Wednesday, July 18, 2007

The Excalation (i)

It's only new money that makes requests like this, but I'm old. Old, not old money. I need money. I'll take the assignment.

"This is the picture. I want it to look like this again," he says.

I study it. Black and white, faded; it was blurry on the day it was taken. I take a deep breath. "You have to understand, it's just one view of one room. The rest of the room will be an extrapolation. The other rooms, doubly so."

"Just make it look like that," he says. "Please."

"As for colours..."

"Can I choose?"

"Since it's not in the image, it can be implied in the visualization," I tell him.

"Red," he says. "Rich, like velvet. And gold. Oranges, yellows."

"Autumn colours," I suggest.

"Yes. Exactly. And the wood in brown," he sums up, needlessly. I nod. He says, "How long will it take?"

I look around, pretending to gauge the time. Vastly overestimating, I say, "Five to six hours, probably."

"Wow," he says. He doesn't say if he's impressed by how quick that seems, or how long. I don't care, as long as I don't see him till sunset. "Can you... show me?"

"I need to be alone," I snap. "To concentrate. Distractions will mar the results."

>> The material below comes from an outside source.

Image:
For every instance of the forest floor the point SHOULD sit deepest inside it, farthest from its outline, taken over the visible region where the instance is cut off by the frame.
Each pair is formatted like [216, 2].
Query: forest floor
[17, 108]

He fidgets. Apparently he had hoped, expected, to direct. Which is exactly what I want to preclude. If I let him linger around here, editing every lamp, examining every bauble, having sudden inspirations, this really will take five or six hours. "Is it alright if I come back after a couple of hours? See how things are going?"

"Mr. Michaels, there really is no point. The restoration will be as it must be, as implied by the template," I lie, tapping the photograph. "What appears will be what appears. But the finished quality will suffer if I'm not allowed to focus myself sufficiently on the task."

He sighs and nods. "I'll come back about four, then," he says. "Will it be okay to bring my wife?"

"It's your surprise to her," I remind him. "When you choose to present it is up to you. Though I imagine you'd want to do it when you two are alone, and the work is thoroughly done."

Straited again, he makes a face and heads down the stairs. I hear the front door close. His car start, drive off down the abandoned country lane that will soon be his driveway.

And I am alone.

He's paying well. Paying me nearly what he paid to buy the place, though after sitting empty all these years that's not all that it might once have been. I feel the resonance, the faded vibrations of the last couple to inhabit this place, trailing off in the 1970s... first him, then her. Concluding, in tandem, a pair passing on, hardly a year between them. As it should be, I suppose. And since then, emptiness. The core sorrowfulness of a place of life reduced to a shell. Well, it will be what it was, again. In more ways than one. A young family filling its rooms, and its rooms full of all that it was circa 1885.

Or at least, my best guess. It's not like there's anyone around to second guess me. Not with authority, anyway.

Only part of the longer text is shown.